First, the missional church assumes that the church serves the mission of God, not the other way around. A missional maxim that I like goes like this: It's not the church has a mission, but rather that the mission has a church. To make the shift from being church-centered to mission-centered is no small shift. Because I've done it this way, I know that an extraordinary amount of energy goes into furthering the institutional concerns of the church. The church, its programs, numbers, members, etc, become the point. Our structures, forms, programs, leadership styles are all the product of a church centered imagination. We're not alone in this. All congregations that have defined themselves in the broad wake of Christendom have tended to imagine things this way. But we have kind of specialized in this kind of approach to thing. The missional impulse significantly challenges that way of thinking.
3 comments:
Seems to me that in this post "church" means something like "local religious institution with a defined location, physical plant, organization," etc. rather than (as I'd think EKKLHSIA means in the NT) "community of believers and disciples." You're of course right that most attempts to foster the latter in our lifetime have involved building and maintaining the former, and I'm open to considering whether that should change.
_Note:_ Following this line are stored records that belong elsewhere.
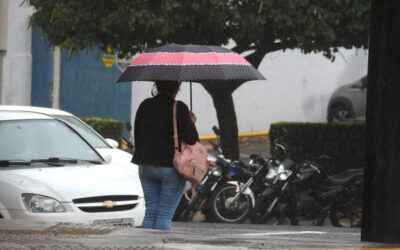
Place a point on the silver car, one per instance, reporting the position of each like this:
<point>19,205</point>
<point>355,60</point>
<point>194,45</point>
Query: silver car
<point>348,102</point>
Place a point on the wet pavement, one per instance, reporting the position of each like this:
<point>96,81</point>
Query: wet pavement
<point>17,234</point>
<point>32,235</point>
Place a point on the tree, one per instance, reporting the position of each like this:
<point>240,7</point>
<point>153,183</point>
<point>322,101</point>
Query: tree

But one wouldn't say that "the community of believers and disciples doesn't have a mission, the mission has a community of believers and disciples," would one? (Hope I'm doing more than quibbling here . . . )
I think one might, Jeff. A community of believers and disciples still might not see their vocation in relation to the world. Either way, you have a legit point that measures the imaginative distance between the notion of church most perform (whether they would define it that way or not) and what is in view when you talk about a missional church.